There will be no Mohammedan/pig comments this week except to ask the question, "When a Mohammedan goes to a MacDonald's' and asks for a hamburger is he committing some sort of a sin?" And if he shops at a Piggly Wiggly does that mean that he might as well commit suicide and consign his soul to the Islamic version of hell?
Let's talk cinematic versions of novels. Back in 1979 a movie came out called The Warriors. The movie was directed by Walter Hill (who seems to have gone downhill since The Long Riders) and was based on a novel by Sol Yurick. I saw the film when it first came out and I enjoyed it. I've seen it several times since then and have always enjoyed it. It had a mythic quality. The novel was based on the history recounted by Xenophon entitled Anabasis. Xenophon was a participant of the march from Persia by the 10,000 and while he tends to punch his own importance in the matter more than is gentlemanly, we can pretty much rely on his memoirs of the March Out.
This week I bought a DVD of the film and a copy of the novel on which the film was based. I did njot buy the Director's Cut of the movie. I bought the version as originally released. I've found, over the years, that Director's Cuts are exercises in masturbation by the director. In other words, the director's cut is akin to saying that, "This was my original vision and 'the suits' made me change the movie." And I've often found that the director's cut just stinks. I'm not interested in Walter Hill's "original vision." I'm interested in the version I saw some 26 years ago. If I was interested in the original, or true version, I'd read Anabasis, which I have. and which I enjoyed.
I got hold of the novel The Warriors in the mail today. I've not read the book yet, but I read the introduction by Sol Yurick And to tell the truth, reading the introduction made me not want to read the novel. He bitched about the publication of the novel and the movie version of his book. Yurick seems to think of The Warriors as an "art" or "socially conscience" novel and that Hill just raped his work. On the other hand, such great novelists such as Hemingway, Faulkner or Chandler never pitched a bitch about the movie versions of their novels. They just took the money and assumed that anyone really interested in the story told in the movie version would take the time to read the book. If nothing else, it shows the confidence of the writers.
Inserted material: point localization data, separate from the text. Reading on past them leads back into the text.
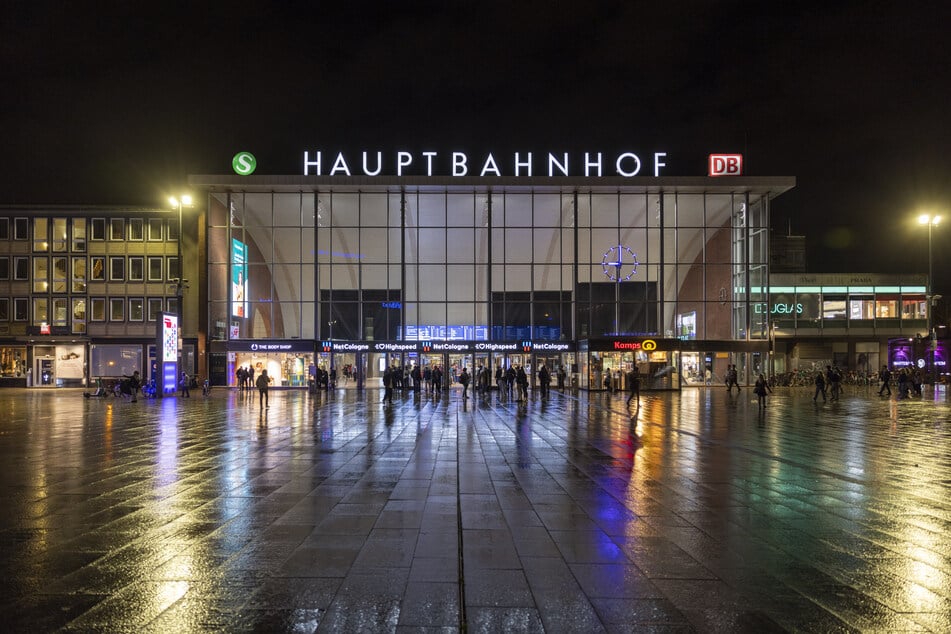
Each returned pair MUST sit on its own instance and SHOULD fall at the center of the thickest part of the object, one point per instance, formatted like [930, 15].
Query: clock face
[619, 263]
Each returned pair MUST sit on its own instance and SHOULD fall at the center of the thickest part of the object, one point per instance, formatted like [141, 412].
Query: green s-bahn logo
[244, 163]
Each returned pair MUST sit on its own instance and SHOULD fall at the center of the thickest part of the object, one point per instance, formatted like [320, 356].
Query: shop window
[21, 229]
[40, 311]
[59, 235]
[155, 229]
[136, 269]
[41, 236]
[117, 229]
[136, 229]
[136, 309]
[21, 308]
[79, 275]
[116, 309]
[60, 274]
[12, 361]
[79, 235]
[98, 266]
[156, 268]
[40, 275]
[98, 229]
[116, 269]
[915, 308]
[155, 307]
[97, 309]
[886, 308]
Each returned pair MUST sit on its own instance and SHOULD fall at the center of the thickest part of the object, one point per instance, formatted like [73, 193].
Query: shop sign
[458, 164]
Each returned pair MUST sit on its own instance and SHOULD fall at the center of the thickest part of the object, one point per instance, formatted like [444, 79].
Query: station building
[592, 275]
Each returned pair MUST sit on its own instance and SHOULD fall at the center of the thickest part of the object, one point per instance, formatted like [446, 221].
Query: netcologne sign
[458, 164]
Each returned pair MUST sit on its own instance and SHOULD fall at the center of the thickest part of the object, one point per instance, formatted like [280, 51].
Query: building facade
[81, 289]
[592, 275]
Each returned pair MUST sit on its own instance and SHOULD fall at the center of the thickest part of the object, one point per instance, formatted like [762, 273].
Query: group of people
[909, 382]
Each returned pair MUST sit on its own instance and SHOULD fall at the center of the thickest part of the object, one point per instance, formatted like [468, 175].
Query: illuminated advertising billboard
[239, 278]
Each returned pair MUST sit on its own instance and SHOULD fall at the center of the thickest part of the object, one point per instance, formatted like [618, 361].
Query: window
[41, 238]
[21, 268]
[41, 275]
[59, 274]
[21, 229]
[79, 315]
[117, 229]
[136, 229]
[97, 309]
[79, 235]
[155, 229]
[172, 232]
[136, 269]
[98, 273]
[116, 309]
[155, 307]
[60, 311]
[59, 235]
[116, 269]
[79, 275]
[21, 307]
[40, 311]
[173, 268]
[156, 266]
[98, 229]
[136, 309]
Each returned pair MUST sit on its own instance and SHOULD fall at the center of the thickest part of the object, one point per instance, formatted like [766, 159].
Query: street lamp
[178, 202]
[932, 221]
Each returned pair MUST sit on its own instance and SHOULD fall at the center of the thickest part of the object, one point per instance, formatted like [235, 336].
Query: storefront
[288, 363]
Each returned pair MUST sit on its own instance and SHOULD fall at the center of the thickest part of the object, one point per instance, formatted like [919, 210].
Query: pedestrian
[544, 380]
[183, 385]
[820, 387]
[262, 383]
[885, 377]
[633, 385]
[760, 388]
[388, 384]
[521, 379]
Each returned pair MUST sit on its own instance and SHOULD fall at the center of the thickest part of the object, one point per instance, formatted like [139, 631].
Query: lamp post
[178, 202]
[932, 221]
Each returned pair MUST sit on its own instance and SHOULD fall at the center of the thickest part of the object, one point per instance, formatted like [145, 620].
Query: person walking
[183, 385]
[464, 381]
[760, 388]
[544, 380]
[262, 383]
[885, 377]
[633, 385]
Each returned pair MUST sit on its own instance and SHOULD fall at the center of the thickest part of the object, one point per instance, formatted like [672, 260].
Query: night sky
[109, 103]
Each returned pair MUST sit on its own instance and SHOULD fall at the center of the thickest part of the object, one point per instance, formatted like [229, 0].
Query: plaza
[692, 510]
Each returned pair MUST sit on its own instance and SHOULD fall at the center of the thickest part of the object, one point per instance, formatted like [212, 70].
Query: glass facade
[443, 262]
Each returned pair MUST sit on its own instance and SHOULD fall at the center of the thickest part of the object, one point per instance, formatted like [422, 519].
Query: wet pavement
[700, 513]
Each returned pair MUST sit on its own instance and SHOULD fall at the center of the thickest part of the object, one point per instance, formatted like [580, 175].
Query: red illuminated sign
[725, 165]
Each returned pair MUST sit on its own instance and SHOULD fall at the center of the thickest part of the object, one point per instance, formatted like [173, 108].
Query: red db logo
[726, 165]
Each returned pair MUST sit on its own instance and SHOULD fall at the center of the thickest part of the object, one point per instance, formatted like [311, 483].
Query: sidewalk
[696, 511]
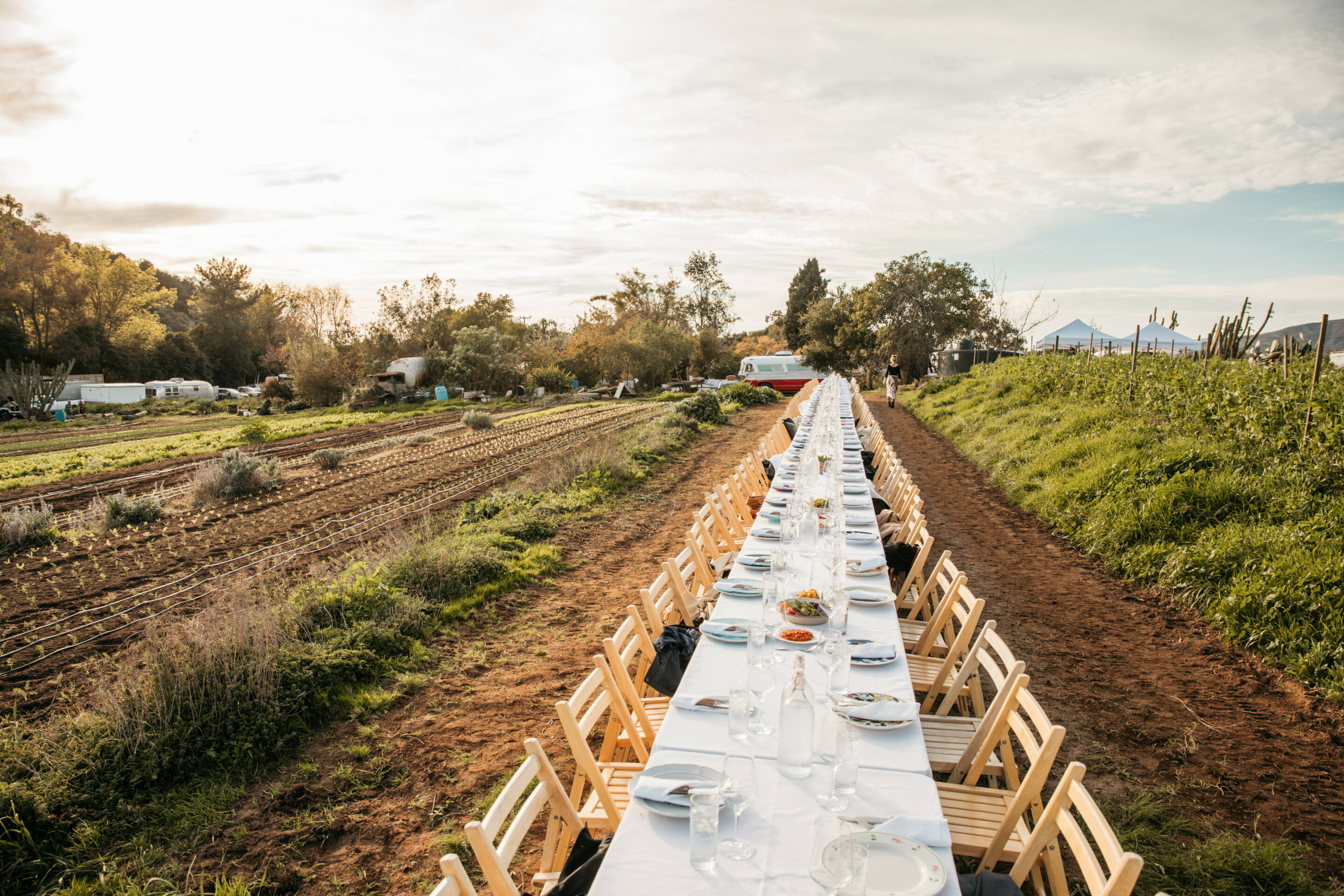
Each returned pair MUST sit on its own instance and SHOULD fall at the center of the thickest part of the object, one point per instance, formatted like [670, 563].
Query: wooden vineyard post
[1316, 375]
[1134, 364]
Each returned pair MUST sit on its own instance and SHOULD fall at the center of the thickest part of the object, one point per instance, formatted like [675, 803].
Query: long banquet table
[652, 854]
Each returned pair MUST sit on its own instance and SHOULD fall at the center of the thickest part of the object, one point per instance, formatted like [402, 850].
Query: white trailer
[112, 392]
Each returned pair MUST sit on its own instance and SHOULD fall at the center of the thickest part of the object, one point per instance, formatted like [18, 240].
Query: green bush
[236, 475]
[121, 510]
[329, 459]
[749, 395]
[477, 421]
[703, 406]
[1201, 484]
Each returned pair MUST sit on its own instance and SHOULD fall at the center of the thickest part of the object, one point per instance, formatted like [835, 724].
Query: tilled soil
[1149, 693]
[65, 590]
[498, 684]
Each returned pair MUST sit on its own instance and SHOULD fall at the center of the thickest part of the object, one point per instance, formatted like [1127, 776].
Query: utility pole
[1316, 375]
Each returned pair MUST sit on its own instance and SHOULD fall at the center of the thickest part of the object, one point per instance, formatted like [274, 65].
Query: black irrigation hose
[425, 503]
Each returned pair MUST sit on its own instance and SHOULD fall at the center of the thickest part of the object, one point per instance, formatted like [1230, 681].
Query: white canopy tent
[1156, 337]
[1076, 334]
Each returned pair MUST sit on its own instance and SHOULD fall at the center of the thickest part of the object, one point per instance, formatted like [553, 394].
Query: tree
[917, 305]
[807, 288]
[710, 303]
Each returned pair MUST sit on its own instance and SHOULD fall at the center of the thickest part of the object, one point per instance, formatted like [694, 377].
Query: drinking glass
[838, 750]
[740, 710]
[705, 826]
[833, 857]
[738, 791]
[847, 773]
[761, 681]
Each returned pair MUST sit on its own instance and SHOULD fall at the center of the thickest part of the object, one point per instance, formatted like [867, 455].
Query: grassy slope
[1198, 485]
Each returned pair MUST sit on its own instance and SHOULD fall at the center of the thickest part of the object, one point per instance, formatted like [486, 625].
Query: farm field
[85, 597]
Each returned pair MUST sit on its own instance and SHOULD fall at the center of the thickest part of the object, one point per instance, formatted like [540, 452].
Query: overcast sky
[1182, 155]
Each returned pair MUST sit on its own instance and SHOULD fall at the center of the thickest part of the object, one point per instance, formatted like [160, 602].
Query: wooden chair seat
[946, 739]
[976, 814]
[616, 776]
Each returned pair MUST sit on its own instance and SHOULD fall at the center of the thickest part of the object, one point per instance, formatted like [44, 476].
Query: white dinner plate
[897, 866]
[868, 696]
[868, 661]
[677, 770]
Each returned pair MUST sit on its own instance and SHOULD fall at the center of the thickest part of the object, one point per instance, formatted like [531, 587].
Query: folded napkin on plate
[660, 791]
[931, 832]
[693, 702]
[879, 711]
[865, 565]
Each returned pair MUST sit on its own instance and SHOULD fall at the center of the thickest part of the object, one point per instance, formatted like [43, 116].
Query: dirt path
[1147, 691]
[498, 684]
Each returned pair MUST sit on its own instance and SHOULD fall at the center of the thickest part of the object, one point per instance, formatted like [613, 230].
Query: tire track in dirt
[1148, 692]
[499, 686]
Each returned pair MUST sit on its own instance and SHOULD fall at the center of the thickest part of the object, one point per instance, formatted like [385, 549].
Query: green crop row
[1201, 484]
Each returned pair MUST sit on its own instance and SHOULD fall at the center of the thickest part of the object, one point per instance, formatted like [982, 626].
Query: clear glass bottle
[798, 718]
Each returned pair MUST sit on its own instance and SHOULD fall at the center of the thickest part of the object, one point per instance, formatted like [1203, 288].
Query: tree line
[108, 314]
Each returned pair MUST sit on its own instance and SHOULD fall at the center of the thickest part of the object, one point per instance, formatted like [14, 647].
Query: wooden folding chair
[494, 860]
[1114, 874]
[609, 780]
[991, 824]
[630, 652]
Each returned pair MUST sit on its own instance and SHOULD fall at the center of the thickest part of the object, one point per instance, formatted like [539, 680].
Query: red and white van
[783, 371]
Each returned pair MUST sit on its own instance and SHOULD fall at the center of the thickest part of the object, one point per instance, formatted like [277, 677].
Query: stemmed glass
[738, 793]
[833, 867]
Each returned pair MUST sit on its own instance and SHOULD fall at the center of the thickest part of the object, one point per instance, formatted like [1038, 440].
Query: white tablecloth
[651, 852]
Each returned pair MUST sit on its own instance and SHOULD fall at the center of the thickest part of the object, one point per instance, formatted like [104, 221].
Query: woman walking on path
[893, 378]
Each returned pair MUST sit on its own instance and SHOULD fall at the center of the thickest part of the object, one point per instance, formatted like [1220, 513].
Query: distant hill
[1308, 334]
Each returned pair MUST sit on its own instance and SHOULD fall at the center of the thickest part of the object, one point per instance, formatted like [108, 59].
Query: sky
[1113, 158]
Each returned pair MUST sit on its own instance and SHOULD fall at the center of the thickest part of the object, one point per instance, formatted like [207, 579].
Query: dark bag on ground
[988, 883]
[901, 557]
[672, 652]
[581, 866]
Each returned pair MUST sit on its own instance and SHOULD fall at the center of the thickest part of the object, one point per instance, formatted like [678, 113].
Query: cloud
[28, 70]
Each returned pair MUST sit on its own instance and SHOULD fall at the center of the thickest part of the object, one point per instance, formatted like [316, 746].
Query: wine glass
[738, 793]
[833, 855]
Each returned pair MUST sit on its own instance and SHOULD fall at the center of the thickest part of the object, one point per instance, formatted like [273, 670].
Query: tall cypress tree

Hemingway and company knew that their stuff was good despite the screen version. Yurick seems to think that his reputation rests on Walter Hill.
But to get back to the point. Yurick's introduction to The Warriors was one of the few introductions to novels that made me not want to read the novel. I've read introductions to Proust's novels and Joyce's novels, and each made me want to read the novel. I never finished the novels in question, but I learned something from the introductions. Yurick's introduction, on the other hand, taught me nothing except that Yurick considers himself a "serious" novelist who can sling around words about Camus, post-modernism, social realism and on and on. In other words, he seems to be a guy who doesn't want to tell a story as much as he wants to make a social statement. He's a one remembered novel wonder, which more than most of us will ever be. And he bitches about it because he's not going to be remembered for his novel Fertig.
If a person wants to make a socialist statement perhaps that person should study Jack London. London managed to insert Socialism in his novels without shoving it in the reader's face. Hemingway, Faulkner, John Gardener and John Updike were/are able to let their works stand alone without extensive apologia or self/social analysis. They told/tell a story and let the reader take it as they would. When a novelist has to interpret his work for the reader he's failed. Or he's a post-modernist, which is pretty much as being a failure.
But what the hell do I know? I'm just an uneducated bum.